To code this map, I don't specify the numlevels= and leveltype= options, and I use a gradlegend statement (instead of keylegend) to get the gradient legend.
proc sgmap mapdata=my_map maprespdata=my_data plotdata=state_outlines;
choromap pctui / mapid=id id=id /* numlevels= leveltype= */
colormodel=(cxf9ece1 cxfbc088 cxfc9036 cxe1540b cxa43800)
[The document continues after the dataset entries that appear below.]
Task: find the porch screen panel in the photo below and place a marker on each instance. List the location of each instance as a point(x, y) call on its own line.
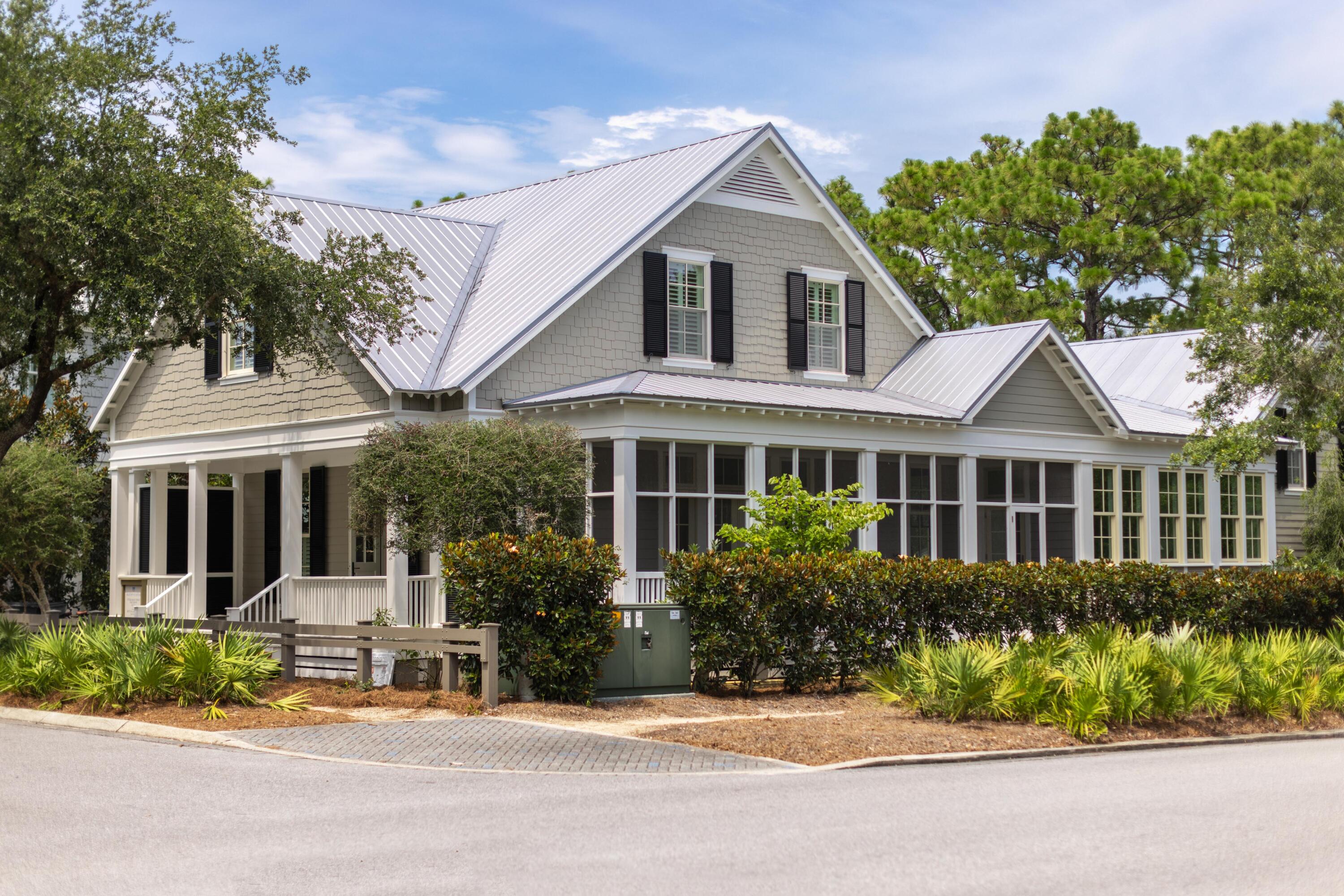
point(318, 520)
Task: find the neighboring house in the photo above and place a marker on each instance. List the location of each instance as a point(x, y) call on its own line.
point(706, 319)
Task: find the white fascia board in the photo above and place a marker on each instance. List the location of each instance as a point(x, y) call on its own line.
point(246, 441)
point(581, 289)
point(1050, 335)
point(855, 245)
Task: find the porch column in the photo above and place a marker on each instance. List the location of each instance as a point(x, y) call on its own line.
point(623, 513)
point(398, 570)
point(869, 480)
point(159, 521)
point(198, 481)
point(119, 551)
point(292, 515)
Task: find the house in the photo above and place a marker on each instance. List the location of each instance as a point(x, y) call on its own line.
point(706, 319)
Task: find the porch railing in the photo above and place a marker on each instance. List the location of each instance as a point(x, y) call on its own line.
point(267, 605)
point(172, 602)
point(338, 599)
point(424, 601)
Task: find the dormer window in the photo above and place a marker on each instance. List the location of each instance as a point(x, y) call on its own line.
point(824, 338)
point(689, 332)
point(238, 350)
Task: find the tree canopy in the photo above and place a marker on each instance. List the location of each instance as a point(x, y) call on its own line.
point(128, 221)
point(436, 484)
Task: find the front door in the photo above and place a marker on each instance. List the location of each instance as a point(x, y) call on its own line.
point(366, 554)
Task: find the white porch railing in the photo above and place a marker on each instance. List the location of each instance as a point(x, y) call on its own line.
point(338, 599)
point(424, 601)
point(651, 587)
point(172, 602)
point(267, 605)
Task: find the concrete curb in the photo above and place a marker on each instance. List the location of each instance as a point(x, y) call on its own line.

lineattrs=(thickness=1 color=gray88) tip=none name='map';
series x=x y=y / lineattrs=(color=gray55);
gradlegend 'map' / position=right;
run;
Summary / Discussion
With this particular data, quantile binning puts more counties in the darkest (worst) color bin, whereas interval binning assigns fewer counties to the darkest (worst) color bin. Either choice could bias how the user perceives the data. Which technique is a more true/correct representation of this data? Personally, I think interval binning 'fits' this data better ... but what do you think? (feel free to discuss in the comments)
Rather than assigning the colors arbitrarily based on the spread of the data values, it might be even better if there were certain goals, and we assigned the colors based on whether or not the counties had met the goal(s). For example, all counties with fewer than xx% uninsured could be colored 'green'. (But I don't know if any specific goals like that exist for this particular data.)
What are your thoughts/suggestions on how to best represent this data on a map? Would you use a different binning technique? Different colors/shades? Something other than a choropleth map? Feel free to discuss in the comments section!
3 Comments
Age adjustment of the data could be helpful as there may be differences in insurance coverage by age - ex Medicare.
I guess it is somewhat age adjusted(?) ... in that it is for "under age 65" (which is generally the age Medicare coverage starts).
This is a common ploy by propagandists and anyone attempting to push agendas. It has been done for years and years even back before visual tools. It's okay if you also publish the "adjustment" but if you don't then the information is paramount to propaganda.